Spaghettini al nero di seppia

Spaghettini al nero di seppia. Piatto semplice della tradizione marinara veneziana….l’inchiostro nero della seppia dona al pesce un colore e un gusto  inconfondibile… Gli spaghetti vengono conditi con le  seppie cotte in umido con l’aggiunta del loro inchiostro e di poco concentrato di pomodoro (a Venezia si dice “in tecia”). Appetitoso ed invitante, rappresenta un ottimo primo piatto per un pranzo a base di pesce….. 

Spaghettini al nero di seppia - Così cucino io

Spaghettini al nero di seppia – Così cucino io

Ingredienti: (per 4 persone)

400 gr. di seppie

320 gr. di spaghettini

uno spicchio di aglio

un bicchiere di vino bianco secco

2-3 cucchiai di passata di pomodoro (io fatta in casa)

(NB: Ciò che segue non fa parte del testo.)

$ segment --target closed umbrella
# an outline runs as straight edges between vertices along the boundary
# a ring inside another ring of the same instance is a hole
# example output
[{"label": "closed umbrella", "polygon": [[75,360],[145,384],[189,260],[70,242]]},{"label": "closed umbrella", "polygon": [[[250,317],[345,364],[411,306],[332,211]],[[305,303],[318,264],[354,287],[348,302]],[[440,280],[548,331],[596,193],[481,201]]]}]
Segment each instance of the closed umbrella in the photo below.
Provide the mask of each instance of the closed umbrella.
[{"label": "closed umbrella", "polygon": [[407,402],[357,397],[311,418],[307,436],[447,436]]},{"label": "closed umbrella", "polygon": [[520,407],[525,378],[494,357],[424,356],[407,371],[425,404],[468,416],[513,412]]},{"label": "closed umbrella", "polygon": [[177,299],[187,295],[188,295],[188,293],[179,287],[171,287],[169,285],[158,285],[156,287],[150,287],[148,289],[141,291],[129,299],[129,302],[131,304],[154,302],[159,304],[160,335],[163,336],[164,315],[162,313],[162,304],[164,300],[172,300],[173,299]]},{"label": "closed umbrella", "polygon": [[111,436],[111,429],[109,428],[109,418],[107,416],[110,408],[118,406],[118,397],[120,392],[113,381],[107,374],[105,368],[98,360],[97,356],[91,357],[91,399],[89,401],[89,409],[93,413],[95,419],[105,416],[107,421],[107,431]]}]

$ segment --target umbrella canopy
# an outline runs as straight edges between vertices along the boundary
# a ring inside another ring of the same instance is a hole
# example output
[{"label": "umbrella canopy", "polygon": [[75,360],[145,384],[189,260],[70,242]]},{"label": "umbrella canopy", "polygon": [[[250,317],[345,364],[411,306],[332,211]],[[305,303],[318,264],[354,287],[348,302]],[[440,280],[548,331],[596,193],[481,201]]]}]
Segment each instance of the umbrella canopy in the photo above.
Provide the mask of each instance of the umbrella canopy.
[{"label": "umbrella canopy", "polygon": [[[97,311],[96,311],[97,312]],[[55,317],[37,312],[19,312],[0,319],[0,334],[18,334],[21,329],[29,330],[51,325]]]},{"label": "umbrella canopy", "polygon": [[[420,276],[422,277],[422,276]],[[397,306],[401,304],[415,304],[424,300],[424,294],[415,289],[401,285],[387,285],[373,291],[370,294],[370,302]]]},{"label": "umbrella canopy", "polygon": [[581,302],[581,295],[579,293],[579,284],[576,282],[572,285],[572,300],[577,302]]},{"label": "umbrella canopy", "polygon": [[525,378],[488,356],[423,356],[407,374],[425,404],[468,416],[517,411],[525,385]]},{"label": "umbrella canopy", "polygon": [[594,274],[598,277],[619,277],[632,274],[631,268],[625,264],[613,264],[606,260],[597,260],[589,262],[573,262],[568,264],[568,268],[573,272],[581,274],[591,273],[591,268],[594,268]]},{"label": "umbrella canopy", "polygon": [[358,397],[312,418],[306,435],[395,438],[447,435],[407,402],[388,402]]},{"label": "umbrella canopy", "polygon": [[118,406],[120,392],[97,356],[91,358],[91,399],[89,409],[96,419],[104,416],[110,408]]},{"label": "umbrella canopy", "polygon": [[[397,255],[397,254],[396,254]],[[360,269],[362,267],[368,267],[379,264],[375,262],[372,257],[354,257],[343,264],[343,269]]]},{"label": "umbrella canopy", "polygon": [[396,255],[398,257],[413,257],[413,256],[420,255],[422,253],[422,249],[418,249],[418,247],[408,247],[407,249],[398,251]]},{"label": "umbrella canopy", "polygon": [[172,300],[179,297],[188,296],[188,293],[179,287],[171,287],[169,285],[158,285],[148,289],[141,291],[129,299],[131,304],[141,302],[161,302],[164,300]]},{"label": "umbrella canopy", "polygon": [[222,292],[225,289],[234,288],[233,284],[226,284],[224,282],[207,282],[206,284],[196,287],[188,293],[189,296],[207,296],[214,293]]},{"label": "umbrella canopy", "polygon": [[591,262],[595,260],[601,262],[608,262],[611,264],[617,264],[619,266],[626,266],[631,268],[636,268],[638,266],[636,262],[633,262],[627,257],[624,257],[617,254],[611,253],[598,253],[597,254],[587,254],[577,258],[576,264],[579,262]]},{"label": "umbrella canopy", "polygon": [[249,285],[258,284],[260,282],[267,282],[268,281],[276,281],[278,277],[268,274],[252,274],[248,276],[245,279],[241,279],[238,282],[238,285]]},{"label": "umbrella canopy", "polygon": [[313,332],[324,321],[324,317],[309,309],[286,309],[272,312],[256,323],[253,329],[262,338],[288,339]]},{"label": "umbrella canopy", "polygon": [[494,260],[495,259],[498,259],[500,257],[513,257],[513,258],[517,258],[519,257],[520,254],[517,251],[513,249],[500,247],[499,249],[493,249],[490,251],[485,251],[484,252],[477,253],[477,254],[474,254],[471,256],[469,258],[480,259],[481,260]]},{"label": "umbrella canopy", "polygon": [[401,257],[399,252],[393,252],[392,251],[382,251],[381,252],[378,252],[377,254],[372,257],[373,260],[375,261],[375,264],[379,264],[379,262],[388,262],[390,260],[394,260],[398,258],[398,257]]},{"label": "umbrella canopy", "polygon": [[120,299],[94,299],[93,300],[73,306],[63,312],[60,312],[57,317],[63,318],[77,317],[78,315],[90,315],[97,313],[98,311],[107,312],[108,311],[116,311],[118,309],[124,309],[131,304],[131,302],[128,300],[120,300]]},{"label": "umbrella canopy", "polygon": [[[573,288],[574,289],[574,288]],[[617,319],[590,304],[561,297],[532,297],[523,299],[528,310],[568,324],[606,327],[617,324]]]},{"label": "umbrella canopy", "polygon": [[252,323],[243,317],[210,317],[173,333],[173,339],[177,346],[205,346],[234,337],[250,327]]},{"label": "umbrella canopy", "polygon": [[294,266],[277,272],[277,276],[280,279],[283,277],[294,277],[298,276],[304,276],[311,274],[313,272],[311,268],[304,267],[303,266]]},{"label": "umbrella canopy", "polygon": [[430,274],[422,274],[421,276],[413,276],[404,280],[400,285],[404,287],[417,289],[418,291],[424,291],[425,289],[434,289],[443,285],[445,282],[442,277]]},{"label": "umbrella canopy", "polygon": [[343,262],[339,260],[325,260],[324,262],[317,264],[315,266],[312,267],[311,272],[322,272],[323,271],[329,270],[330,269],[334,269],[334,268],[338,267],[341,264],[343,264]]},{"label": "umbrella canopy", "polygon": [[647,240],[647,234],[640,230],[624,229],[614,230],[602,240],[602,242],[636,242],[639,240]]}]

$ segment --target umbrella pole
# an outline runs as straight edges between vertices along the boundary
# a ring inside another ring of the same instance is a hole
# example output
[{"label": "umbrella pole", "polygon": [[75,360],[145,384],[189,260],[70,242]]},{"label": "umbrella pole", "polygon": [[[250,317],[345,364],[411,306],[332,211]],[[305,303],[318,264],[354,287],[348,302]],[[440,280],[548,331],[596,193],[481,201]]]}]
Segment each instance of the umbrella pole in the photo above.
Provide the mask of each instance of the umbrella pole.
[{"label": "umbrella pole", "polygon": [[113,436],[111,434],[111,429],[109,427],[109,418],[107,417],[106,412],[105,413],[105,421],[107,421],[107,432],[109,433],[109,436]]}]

un cucchiaio di concentrato di pomodoro

una presa di sale

un pizzico di pepe nero

un cucchiaino di aceto

q.b. di olio extravergine di oliva

q.b. di prezzemolo tritato

una foglia di alloro

Seppie pronte alla cottura-Così cucino io

Pulire e lavare accuratamente le seppie eliminando la bocca, gli occhi e l’osso e tenendo da parte i “sacchettini del nero”.  Tagliarle a striscioline dopo averle private dello loro pelle e diviso le sacche dai tentacoli.

Scaldare l’aglio in qualche cucchiaiata di olio extravergine di oliva, eliminarlo e bagnare con vino bianco (questo è un segreto svelatomi da uno chef: aggiungere il vino prima delle seppie, per evitare che l’alcol, prima di evaporare, ne indurisca la polpa).

Aggiungere i molluschi, insaporire con sale e pepe, unire l’inchiostro, la passata e il concentrato di pomodoro, l’alloro e cuocere con il coperchio a metà, a fuoco lento, per circa 40-50 minuti (se dovesse asciugare troppo, aggiungere pochissima acqua bollente). A fine cottura, prima di spegnere il fuoco, aggiungere anche  l’aceto (solo un cucchiaino!) e abbondante prezzemolo tritato.

Cuocere gli spaghettini in acqua bollente salata, scolarli e condirli con le seppie in umido.

Servire immediatamente e….Buon appetito!